Gadis itu teringat lalu berkata kepada Sin Wan dengan perlahan,
“Twako, aku
tidak mau bertindak kepalang tanggung. Aku juga bunuh mati gadis she Suma anak
musuh kita itu.”
Tiba-tiba
Sin Wan meloncat bangun. Wajahnya pucat bagaikan mayat dan kedua matanya
terbelalak sedangkan bibirnya menggigil. “Kau... kau bunuh mati Suma Li Lian??”
Melihat
sikap pemuda seperti ini, naiklah darah Giok Ciu. Sambil mengangkat dada ia
menjawab, “Ya, aku bunuh dia! Kau sedih dan menyesal?”
Sin Wan
tumbuh-tumbuk kepalanya dan berseru, “Celaka...!” dan hampir saja ia tampar
muka gadis itu karena marahnya.
Ia tela
bersumpah takkan mengganggu gadis itu, telah bersumpah demi kehormatannya
kepada Ibu gadis itu, dan sekarang Giok Ciu membunuh gadis itu tanpa bertanya
lebih dulu padanya. Celaka benar-benar! Dengan cepat dan bingung sekali Sin Wan
meloncat ke dalam dan berlari-lari ke arah kamar Suma Li Lian.
Pintu kamar
itu tertutup dan ia segera mendorong pintu itu terbuka dan meloncat masuk.

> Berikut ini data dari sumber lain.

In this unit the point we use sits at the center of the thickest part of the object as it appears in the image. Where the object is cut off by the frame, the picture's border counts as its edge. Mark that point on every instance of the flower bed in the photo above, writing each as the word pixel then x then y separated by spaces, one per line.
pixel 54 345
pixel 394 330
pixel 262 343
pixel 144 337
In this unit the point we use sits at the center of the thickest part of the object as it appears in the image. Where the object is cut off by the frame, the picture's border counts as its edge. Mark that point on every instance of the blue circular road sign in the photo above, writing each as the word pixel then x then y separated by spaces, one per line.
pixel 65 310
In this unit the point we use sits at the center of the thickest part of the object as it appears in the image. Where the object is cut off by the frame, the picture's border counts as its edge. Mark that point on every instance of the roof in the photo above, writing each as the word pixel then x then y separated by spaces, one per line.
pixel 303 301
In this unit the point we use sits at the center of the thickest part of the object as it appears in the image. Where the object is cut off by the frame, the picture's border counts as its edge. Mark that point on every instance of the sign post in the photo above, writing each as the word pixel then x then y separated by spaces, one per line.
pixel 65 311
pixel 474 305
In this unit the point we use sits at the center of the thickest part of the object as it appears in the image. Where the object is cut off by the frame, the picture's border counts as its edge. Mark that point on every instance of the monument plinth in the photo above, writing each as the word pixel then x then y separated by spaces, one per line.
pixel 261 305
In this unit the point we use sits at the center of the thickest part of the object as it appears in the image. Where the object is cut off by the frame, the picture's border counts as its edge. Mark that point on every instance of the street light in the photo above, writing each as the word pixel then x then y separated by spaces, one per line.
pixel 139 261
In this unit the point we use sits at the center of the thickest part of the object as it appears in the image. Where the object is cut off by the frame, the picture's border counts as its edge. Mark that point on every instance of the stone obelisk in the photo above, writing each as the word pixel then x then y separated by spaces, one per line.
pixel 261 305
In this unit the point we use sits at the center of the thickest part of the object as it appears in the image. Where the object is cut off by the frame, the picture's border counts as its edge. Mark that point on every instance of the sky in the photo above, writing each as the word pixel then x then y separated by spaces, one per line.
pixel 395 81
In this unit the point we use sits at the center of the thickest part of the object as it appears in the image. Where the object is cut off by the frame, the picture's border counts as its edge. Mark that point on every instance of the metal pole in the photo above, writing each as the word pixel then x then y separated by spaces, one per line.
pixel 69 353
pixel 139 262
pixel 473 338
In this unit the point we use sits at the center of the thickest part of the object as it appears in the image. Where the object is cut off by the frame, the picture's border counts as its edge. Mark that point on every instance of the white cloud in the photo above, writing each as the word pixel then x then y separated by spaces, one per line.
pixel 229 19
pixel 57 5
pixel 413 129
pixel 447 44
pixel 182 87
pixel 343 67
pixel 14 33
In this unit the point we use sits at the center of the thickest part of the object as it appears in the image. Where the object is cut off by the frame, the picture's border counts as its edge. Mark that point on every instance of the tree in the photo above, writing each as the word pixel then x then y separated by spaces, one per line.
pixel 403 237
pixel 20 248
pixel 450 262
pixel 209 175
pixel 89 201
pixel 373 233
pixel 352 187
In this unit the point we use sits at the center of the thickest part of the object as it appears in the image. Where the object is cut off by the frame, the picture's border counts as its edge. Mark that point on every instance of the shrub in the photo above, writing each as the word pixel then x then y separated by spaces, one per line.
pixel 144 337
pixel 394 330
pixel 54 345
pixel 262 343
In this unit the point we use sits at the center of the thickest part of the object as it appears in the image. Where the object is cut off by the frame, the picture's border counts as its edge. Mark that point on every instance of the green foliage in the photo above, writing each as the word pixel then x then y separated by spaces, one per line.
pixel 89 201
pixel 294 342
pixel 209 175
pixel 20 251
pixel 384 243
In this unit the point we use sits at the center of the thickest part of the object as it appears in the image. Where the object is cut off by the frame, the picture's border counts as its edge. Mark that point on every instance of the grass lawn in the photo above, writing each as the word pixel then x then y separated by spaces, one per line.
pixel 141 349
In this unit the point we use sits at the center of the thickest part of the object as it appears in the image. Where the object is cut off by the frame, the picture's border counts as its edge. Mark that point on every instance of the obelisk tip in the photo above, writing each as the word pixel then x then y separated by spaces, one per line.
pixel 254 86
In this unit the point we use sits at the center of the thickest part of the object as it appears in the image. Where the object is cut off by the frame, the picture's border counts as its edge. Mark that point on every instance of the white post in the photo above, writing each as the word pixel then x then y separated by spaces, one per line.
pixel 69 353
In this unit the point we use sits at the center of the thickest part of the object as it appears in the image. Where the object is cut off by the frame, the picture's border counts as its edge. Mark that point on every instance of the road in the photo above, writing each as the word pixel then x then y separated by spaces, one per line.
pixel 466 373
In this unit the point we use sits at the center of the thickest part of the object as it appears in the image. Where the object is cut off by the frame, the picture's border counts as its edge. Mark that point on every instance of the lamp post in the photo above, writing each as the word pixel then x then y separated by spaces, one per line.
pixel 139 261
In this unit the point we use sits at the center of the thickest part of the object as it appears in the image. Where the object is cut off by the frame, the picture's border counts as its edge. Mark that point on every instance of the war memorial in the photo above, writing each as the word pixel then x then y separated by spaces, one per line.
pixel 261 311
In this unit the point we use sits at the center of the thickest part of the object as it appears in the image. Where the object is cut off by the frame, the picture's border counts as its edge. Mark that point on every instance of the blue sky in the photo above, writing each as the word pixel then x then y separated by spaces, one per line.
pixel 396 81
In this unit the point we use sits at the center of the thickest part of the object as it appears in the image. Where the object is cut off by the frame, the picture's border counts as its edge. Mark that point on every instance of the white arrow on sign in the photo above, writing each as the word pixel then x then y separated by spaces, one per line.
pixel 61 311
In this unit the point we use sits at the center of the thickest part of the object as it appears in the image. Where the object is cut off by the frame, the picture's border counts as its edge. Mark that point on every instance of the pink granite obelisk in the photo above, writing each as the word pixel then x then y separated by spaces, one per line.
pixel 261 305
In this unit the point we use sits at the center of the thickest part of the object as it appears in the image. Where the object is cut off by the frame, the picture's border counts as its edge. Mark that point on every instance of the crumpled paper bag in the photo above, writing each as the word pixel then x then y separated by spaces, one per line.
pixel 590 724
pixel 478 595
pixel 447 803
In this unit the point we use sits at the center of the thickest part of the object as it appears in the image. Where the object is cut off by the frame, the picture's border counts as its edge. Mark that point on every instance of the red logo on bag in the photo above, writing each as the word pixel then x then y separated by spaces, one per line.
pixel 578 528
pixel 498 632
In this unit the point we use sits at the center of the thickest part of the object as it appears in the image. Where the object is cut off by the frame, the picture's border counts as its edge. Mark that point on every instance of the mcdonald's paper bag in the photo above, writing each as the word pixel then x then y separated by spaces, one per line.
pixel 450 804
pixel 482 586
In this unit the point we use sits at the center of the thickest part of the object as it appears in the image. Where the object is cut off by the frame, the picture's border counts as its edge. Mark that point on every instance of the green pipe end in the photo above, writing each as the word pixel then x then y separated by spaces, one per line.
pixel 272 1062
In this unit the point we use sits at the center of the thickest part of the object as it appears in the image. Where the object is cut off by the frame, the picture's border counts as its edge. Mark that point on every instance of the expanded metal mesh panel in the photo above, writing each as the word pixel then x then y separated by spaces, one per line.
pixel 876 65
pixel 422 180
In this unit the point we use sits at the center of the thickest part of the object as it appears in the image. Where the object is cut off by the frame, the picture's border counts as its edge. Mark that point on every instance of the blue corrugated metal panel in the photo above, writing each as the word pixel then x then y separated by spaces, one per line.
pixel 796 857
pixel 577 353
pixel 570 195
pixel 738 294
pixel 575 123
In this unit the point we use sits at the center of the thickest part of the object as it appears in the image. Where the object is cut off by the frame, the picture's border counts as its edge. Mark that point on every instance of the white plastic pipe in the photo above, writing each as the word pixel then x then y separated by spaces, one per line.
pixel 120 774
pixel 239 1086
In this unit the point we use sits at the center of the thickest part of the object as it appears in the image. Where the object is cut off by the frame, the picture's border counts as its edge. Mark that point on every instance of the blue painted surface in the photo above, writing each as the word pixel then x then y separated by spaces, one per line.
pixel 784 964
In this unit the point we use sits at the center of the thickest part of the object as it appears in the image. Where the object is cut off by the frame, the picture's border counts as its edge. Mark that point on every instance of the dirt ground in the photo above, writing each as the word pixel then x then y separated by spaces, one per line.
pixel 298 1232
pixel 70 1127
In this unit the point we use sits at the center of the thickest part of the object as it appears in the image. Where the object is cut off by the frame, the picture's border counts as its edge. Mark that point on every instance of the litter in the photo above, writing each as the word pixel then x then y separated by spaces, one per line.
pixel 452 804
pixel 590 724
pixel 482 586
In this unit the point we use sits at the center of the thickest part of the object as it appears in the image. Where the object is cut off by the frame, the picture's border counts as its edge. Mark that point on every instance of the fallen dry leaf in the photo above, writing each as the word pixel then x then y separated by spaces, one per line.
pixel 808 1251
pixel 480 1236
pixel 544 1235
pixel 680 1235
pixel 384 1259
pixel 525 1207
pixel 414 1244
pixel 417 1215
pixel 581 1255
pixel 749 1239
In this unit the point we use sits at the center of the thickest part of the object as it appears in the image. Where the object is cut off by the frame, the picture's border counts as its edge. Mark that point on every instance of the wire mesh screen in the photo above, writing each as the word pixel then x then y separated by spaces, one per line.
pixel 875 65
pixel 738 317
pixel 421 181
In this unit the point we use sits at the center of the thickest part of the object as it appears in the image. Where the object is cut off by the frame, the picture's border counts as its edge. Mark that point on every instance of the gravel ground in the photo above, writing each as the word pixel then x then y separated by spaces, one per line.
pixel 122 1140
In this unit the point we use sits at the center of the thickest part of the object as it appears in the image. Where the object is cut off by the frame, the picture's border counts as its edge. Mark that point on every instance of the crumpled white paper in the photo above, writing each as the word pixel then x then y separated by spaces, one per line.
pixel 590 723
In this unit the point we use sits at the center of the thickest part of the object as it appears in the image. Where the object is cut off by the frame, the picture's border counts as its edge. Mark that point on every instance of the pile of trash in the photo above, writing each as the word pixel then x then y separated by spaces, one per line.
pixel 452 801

Tapi, tiba-tiba ia berdiri diam bagaikan patung ketika melihat gadis cantik
jelita itu bukannya rebah menjadi mayat di atas pembaringan, tapi sedang duduk
dengan muka berseri-seri melihat kedatangannya!
Gadis itu
mengenakan pakaian dalam yang ringkas dan memperlihatkan potongan tubuh yang
menggairahkan, sedangkan sepasang matanya berseri-seri memandangnya dan
sepasang pipinya kemerah-merahan! Tiba-tiba Suma Li Lian turun dari
pembaringannya dan lari menghampirinya.
Sebelum Sin
Wan hilang terkejutnya dan dapat menduga apa yang hendak dilakukan oleh gadis
itu, tahu-tahu Suma Li Lian telah memeluknya dan merangkul lehernya! Muka gadis
itu disembunyikan ke dada dalam rangkulan mesra sekali! Sin Wan menjadi bingung
dan buru-buru ia melepaskan rangkulan orang, lalu bertindak mundur.
“Eh, eh...
Siocia, jangan... jangan begitu!”
“Koko...
kenapa kau sebut aku Siocia...?” Suma Li Lian berkata lirih dengan nada yang
mesra sekali.
Makin
terkejutlah hati Sin Wan melihat dan mendengar ini. Ia merasa kasihan sekali
dan menyangka bahwa gadis itu tentu telah berubah menjadi gila! Maka ia hendak
berlaku tegas dan cepat saja.
“Nona
dengarlah baik-baik. Kau telah bebas kini. Aku tidak menahanmu lagi. Kau boleh pulang
dan kau bisa minta Nikouw disini mengantarmu. Dan sebelum kita berpisah, lebih
baik aku beritahukan dulu padamu. Aku telah berhasil membunuh Ayahmu, musuh
besarku yang dulu membunuh Ibu dan Kakekku!”
Suma Li Lian
menjerit lirih dan menutup muka dengan kedua tangannya. Ia terhuyung mundur dan
menjatuhkan diri di atas pembaringan sambil menangis.
“Ayah...
Ayah...” demikian ratapnya.
Sin Wan
hanya berdiri dan memandangnya dengan mata bersinar dingin. Kemudian ia
berkata, “Nona Suma! Aku telah berjanji kepad Ibumu untuk membebaskan kau. Nah
selamat berpisah. Aku akan pergi dulu dari sini dan kita takkan bertemu pula,
kecuali kalau kau menaruh dendam kepadaku karena Ayahmu kubunuh. Kalau demikian
halnya, maka sewaktu-waktu kau boleh membalas sakit hatimu dan mencari aku ke
puncak Kam-Hong-San!”
“Koko...
Koko... begitu kejamkah hatimu...? Sampai hatikah kau setelah apa yang terjadi
pada waktu fajar tadi...Koko...?”
Gadis itu
berdiri dan lari hendak memeluknya tapi Sin Wan segera meloncat keluar dan
menutup daun pintu dengan keras. Ia hanya mendengar isak tangis gadis itu.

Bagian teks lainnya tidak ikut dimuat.